Closed FTGStudio closed 2 years ago
From the trace back it looks like there's an abort in trace_vprintf()
while holding the console spinlock.
@jenswi-linaro Thank you for your reply. Help me understand a bit more what you mean. I realize there is a synchronous abort, however, my experimentation shows that the synchronous abort
stems from the trace_vprintf()
function call.

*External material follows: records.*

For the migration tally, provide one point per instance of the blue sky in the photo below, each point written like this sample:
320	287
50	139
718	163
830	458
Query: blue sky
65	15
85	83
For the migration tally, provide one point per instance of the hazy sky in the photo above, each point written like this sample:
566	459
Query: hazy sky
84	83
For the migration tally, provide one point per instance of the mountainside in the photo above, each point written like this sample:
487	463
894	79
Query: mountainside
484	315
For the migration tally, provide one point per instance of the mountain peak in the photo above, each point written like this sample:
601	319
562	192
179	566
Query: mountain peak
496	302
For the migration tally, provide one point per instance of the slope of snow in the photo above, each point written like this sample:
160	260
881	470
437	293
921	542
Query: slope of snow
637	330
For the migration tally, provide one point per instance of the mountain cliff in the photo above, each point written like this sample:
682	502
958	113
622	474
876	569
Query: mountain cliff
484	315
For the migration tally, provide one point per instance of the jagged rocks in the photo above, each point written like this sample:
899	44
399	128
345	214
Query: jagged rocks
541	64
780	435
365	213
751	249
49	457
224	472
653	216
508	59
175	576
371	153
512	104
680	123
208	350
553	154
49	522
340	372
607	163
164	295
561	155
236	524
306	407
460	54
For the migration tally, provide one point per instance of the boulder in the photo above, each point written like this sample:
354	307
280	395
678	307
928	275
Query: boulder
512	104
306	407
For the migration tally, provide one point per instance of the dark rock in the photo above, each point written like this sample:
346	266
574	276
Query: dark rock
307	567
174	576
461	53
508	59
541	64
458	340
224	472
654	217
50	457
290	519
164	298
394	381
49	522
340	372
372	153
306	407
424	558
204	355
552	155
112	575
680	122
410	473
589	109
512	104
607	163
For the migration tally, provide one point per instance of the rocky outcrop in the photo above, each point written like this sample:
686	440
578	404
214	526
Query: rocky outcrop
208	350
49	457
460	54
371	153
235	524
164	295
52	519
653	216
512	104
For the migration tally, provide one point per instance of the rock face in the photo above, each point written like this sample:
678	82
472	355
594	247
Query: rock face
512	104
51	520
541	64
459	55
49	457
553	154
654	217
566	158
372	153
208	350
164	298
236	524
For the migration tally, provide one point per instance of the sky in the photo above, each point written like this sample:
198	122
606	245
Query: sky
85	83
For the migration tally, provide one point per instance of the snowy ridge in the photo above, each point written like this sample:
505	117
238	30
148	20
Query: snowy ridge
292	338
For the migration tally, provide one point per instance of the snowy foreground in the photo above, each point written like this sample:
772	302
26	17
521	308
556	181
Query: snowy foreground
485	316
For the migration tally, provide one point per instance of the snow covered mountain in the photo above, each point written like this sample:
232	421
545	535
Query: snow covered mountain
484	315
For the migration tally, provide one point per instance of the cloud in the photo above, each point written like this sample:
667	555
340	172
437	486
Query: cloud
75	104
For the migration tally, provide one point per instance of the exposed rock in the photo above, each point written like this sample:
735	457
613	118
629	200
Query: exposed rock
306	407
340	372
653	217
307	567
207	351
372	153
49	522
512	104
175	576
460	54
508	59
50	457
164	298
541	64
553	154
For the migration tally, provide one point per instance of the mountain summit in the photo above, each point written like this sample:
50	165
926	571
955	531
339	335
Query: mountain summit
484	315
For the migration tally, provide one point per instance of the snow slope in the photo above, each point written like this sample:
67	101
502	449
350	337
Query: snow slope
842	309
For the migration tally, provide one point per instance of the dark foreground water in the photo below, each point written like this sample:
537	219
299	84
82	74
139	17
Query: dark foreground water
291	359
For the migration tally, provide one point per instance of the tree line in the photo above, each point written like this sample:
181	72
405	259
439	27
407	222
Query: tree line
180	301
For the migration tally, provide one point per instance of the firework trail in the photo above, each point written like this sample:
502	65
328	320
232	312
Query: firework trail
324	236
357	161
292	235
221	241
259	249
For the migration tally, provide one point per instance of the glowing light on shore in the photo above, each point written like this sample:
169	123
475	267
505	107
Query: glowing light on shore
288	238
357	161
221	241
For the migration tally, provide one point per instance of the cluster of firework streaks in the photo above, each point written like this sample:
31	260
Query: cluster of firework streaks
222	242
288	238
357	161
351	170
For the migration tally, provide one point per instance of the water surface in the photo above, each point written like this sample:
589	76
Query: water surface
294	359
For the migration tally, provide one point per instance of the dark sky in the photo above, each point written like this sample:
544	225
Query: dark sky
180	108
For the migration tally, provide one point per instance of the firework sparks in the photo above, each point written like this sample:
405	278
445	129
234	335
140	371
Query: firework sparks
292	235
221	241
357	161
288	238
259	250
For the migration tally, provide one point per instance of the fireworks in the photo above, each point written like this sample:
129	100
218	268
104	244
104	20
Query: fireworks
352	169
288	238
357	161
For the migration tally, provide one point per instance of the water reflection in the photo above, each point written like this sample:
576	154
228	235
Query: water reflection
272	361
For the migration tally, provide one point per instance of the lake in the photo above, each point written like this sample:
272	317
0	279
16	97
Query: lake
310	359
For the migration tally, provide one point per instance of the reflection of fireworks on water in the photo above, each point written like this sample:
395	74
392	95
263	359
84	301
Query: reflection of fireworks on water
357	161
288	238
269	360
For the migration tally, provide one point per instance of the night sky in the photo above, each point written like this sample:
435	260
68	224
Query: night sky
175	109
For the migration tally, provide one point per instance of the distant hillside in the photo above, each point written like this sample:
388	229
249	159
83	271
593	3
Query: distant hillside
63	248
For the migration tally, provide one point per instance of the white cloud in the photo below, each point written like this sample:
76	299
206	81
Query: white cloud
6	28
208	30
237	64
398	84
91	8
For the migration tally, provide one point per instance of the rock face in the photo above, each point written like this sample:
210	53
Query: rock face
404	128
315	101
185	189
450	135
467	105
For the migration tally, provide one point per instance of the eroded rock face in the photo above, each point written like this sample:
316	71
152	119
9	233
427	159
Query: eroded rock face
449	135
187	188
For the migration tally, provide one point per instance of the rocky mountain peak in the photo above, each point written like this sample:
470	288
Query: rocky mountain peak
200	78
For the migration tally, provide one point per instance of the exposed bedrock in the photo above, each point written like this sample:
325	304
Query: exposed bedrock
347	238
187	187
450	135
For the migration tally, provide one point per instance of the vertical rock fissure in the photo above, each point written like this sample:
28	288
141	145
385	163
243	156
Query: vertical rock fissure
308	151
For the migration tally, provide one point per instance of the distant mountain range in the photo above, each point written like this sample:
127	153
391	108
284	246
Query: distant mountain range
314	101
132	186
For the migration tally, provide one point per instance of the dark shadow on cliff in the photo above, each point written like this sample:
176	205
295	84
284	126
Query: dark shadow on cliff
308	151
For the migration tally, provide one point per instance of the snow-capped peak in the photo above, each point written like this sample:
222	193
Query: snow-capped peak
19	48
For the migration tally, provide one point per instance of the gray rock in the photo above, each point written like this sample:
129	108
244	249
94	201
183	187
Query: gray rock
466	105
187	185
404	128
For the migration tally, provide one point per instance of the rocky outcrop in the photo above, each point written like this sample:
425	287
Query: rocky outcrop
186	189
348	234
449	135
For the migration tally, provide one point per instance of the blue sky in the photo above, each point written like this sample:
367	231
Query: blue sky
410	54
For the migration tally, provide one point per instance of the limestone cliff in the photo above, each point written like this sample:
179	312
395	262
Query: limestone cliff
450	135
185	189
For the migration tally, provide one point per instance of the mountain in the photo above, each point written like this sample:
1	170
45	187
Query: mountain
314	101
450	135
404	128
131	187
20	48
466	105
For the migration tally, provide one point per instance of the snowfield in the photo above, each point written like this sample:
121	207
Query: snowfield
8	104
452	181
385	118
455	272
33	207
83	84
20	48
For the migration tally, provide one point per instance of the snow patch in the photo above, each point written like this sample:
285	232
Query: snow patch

At the moment I believe this is an issue with OP-TEE and not Xen. The main reason being: Xen is not attempting to execute/utilize the serial port during the time of the crash.
I think you can be pretty sure that the problem is in OP-TEE. I see now that the lock is acquired first in trace_ext_puts()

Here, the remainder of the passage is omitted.